(...)La solitude n'est pas une situation immuable où je me trouverais plongé
depuis le naufrage de la Virginie. C'est un milieu corrosif qui agit sur moi
lentement,
mais sans relâche et dans un sens purement destructif.
Le premier jour, je transitais entre deux sociétés humaines également
imaginaires : l'équipage disparu et les habitants de l'île, car je la croyais
peuplée. J'étais encore tout chaud de mes contacts avec mes compagnons de bord.
Je poursuivais imaginairement le dialogue interrompu par la catastrophe.
Et puis l'île s'est révélée déserte. J'avançai dans un paysage sans âme
qui
vive. Derrière moi, le groupe de mes malheureux compagnons s'enfonçait dans la
nuit.
Leurs voix s'étaienttues depuis longtemps, quand la mienne commençait seulement
à se fatiguer de son soliloque. Dès lors je suis avec une horrible fascination
le processus de déshumanisation
dont je sens en moi l'inexorable travail.
Je sais maintenant que chaque homme porte en lui - et comme au-dessus de lui -
un fragile
et complexe échafaudage d'habitudes, réponses, réflexes, mécanismes,
préoccupations,
rêves et implications qui s'est formé et continue à se transformer par les
attouchements
perpétuels de ses semblables. Privée de sève, cette délicate efflorescence
s'étiole et se
désagrège. Autrui, pièce maîtresse de mon univers... Je mesure chaque jour ce
que je lui
devais en enregistrant de nouvelles fissures dans mon édifice personnel. Je sais
ce que
je risquerais en perdant l'usage de la parole, et je combats de toute l'ardeur
de mon
angoisse cette suprême déchéance. Mais mes relations avec les choses se trouvent
elles mêmes dénaturées par ma solitude. Lorsqu'un peintre ou un graveur
introduit des
personnages dans un paysage ou à proximité d'un monument, ce n'est pas par goût
de
l'accessoire. Les personnages donnent l'échelle et, ce qui importe davantage
encore, ils
constituent des points de vue possibles qui ajoutent au point de vue réel de
l'observateur d'indispensables virtualités.

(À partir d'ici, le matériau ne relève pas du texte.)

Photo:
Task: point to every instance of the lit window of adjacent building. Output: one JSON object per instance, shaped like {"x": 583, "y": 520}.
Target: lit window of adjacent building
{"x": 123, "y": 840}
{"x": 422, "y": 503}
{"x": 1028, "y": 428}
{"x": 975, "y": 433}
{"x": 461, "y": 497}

A Speranza, il n'y a qu'un point de vue, le mien, dépouillé de toute virtualité.
Et ce
dépouillement ne s'est pas fait en un jour.

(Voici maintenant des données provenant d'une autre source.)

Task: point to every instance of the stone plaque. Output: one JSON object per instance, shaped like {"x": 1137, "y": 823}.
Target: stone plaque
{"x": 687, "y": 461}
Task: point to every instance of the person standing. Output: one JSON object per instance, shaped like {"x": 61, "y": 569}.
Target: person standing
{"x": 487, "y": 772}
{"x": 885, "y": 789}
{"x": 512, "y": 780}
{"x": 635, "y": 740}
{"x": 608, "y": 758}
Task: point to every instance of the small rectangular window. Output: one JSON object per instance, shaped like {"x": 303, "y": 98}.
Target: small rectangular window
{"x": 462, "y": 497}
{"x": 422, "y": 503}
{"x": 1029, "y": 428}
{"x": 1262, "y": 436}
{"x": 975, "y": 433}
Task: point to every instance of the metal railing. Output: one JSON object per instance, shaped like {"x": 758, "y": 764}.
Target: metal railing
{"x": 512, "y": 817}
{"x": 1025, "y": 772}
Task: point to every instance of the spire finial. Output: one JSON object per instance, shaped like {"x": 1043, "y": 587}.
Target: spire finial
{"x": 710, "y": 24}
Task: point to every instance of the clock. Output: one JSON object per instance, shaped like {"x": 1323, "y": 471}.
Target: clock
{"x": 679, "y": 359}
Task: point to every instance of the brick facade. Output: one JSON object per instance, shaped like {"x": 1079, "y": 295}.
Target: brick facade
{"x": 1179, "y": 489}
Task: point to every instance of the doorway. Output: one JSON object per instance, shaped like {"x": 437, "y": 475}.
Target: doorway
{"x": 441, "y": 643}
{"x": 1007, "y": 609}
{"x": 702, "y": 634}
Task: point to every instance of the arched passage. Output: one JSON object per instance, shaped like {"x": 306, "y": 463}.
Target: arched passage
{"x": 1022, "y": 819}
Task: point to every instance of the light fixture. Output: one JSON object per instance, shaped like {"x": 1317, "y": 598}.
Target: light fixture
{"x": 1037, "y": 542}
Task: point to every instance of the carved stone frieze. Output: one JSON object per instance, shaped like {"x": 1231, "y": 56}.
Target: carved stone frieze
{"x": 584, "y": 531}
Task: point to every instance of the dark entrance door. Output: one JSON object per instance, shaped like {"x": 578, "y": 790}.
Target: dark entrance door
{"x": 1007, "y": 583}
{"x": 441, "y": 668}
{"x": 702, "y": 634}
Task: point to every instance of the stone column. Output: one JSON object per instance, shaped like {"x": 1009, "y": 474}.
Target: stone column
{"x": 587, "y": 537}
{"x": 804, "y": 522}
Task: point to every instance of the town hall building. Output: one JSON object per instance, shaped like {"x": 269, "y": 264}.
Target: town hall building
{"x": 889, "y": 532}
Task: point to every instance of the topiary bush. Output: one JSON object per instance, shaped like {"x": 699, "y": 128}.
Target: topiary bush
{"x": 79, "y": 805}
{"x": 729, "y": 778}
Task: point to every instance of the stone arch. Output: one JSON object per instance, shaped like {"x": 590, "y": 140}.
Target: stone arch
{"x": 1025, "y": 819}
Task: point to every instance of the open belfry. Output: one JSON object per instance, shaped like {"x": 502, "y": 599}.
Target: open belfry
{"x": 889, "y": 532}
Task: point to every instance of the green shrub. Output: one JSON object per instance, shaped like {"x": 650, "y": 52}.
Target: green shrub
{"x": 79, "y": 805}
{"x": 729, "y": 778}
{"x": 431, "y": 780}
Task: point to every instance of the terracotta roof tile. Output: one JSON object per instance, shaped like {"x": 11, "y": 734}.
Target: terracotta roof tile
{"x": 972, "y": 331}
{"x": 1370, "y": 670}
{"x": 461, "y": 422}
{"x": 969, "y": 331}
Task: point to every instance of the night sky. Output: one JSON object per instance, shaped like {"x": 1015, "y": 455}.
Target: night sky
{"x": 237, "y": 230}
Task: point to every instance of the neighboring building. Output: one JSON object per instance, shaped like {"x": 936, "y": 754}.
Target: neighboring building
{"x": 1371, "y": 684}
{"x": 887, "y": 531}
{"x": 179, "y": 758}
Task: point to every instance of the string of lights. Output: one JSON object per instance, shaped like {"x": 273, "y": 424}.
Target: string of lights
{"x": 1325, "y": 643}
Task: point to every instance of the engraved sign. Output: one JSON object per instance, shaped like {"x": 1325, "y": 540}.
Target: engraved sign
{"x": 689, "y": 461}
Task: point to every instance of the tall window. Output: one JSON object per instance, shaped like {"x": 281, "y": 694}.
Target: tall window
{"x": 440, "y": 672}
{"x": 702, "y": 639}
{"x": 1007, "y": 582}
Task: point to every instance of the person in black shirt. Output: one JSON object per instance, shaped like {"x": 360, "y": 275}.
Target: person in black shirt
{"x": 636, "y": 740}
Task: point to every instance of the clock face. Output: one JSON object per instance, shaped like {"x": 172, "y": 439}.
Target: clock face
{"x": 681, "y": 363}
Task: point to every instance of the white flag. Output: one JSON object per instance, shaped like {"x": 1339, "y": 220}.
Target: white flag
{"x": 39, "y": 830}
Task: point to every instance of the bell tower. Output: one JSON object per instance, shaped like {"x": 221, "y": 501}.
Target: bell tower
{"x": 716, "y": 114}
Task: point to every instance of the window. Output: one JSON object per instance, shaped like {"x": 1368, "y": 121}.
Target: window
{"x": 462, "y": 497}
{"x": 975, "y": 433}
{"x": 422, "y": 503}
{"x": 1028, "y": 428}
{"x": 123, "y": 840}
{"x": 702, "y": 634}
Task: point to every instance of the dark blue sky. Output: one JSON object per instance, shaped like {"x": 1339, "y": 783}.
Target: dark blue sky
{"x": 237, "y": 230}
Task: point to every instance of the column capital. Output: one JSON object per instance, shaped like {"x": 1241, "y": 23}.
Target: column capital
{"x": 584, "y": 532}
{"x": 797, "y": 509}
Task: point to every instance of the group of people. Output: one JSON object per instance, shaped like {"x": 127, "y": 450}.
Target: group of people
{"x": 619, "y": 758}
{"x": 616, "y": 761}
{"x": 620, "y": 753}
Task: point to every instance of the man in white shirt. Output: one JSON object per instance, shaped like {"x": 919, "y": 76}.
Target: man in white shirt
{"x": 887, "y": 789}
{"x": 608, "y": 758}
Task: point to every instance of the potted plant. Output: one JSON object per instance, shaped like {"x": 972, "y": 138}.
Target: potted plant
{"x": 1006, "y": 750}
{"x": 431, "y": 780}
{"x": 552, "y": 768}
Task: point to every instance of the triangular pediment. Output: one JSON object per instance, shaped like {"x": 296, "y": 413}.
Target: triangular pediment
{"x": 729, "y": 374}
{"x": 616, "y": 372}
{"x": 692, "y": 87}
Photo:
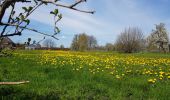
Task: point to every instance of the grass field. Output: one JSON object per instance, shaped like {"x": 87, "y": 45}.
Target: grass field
{"x": 70, "y": 75}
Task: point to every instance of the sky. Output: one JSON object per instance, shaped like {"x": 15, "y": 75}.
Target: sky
{"x": 110, "y": 19}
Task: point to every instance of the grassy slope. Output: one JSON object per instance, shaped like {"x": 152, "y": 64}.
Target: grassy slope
{"x": 50, "y": 82}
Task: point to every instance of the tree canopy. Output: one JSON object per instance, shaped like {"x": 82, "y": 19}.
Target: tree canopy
{"x": 20, "y": 21}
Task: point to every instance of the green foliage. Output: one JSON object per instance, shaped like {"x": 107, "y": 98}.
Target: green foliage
{"x": 60, "y": 82}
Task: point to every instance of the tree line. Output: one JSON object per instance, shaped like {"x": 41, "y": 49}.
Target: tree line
{"x": 130, "y": 40}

Au début, par un automatisme inconscient, je projetais des observateurs
possibles - des
paramètres - au sommet des collines, derrière tel rocher ou dans les branches de
tel
arbre. L'île se trouvait ainsi quadrillée par un réseau d'interpolations et
d'extrapolations qui la différenciait et la douait d'intelligibilité. Ainsi fait
tout homme normal dans une situation normale. Je n'ai pris conscience de cette
fonction - comme de bien d'autres - qu'à mesure qu'elle se dégradait en moi.
Aujourd'hui, c'est chose faite. Ma vision de l'île est réduite à
elle même. Ce que je n'en vois pas est un inconnu absolu. Partout où je ne suis
pas
actuellement règne une nuit insondable. Je constate d'ailleurs en écrivant ces
lignes que
l'expérience qu'elles tentent de restituer non seulement est sans précédent,
mais
contrarie dans leur essence même les mots que j'emploie. Le langage relève en
effet d'une
façon fondamentale de cet univers peuplé où les autres sont comme autant de
phares créant
autour d'eux un îlot lumineux à l'intérieur duquel tout est - sinon connu - du
moins
connaissable. Les phares ont disparu de mon champ. Nourrie par ma fantaisie,
leur lumière
est encore longtemps parvenue jusqu'à moi. Maintenant, c'en est fait, les
ténèbres
m'environnent.
Et ma solitude n'attaque pas que l'intelligibilité des choses. Elle mine
jusqu'au
fondement même de leur existence. De plus en plus, je suis assailli de doutes
sur la
véracité du témoignage de mes sens. Je sais maintenant que la terre sur laquelle
mes deux
pieds appuient aurait besoin pour ne pas vaciller que d'autres que moi
la foulent. Contre l'illusion d'optique, le mirage, l'hallucination, le rêve
éveillé, le
fantasme, le délire, le trouble de l'audition... le rempart le plus sûr, c'est
notre
frère, notre voisin, notre ami ou notre ennemi, mais quelqu'un, grands dieux,
quelqu'un!
P.-s. - Hier, en traversant le petit bois qui précède les prairies de la côte
sud-est,
j'ai été frappé en plein visage par une odeur qui m'a ramené brutalement -
presque
douloureusement - à la maison, dans le vestibule où mon père accueillait ses
clients,
mais le lundi matin, jour précisément où il ne recevait pas et où ma mère aidée
de notre
voisine en profitait pour astiquer le plancher. L'évocation était si puissante
et si
incongrue que j'ai douté une fois de plus -de ma raison. J'ai lutté un moment
contre
l'invasion d'un souvenir d'une impérieuse douceur, puis je me suis laissé couler
dans mon
passé, ce musée désert, ce mort vernissé comme un sarcophage qui m'appelle avec
tant de
séduisante tendresse. Enfin l'illusion a desserré son étreinte. En divaguant
dans le
bois, j'ai découvert quelques pieds de térébinthes, arbustes conifères dont
l'écorce
éclatée par la chaleur transsudait une résine ambrée dont l'odeur puissante
contenait
tous les lundis matin de mon enfance. (...)
i
Nico plongé dans la lecture de Robinson...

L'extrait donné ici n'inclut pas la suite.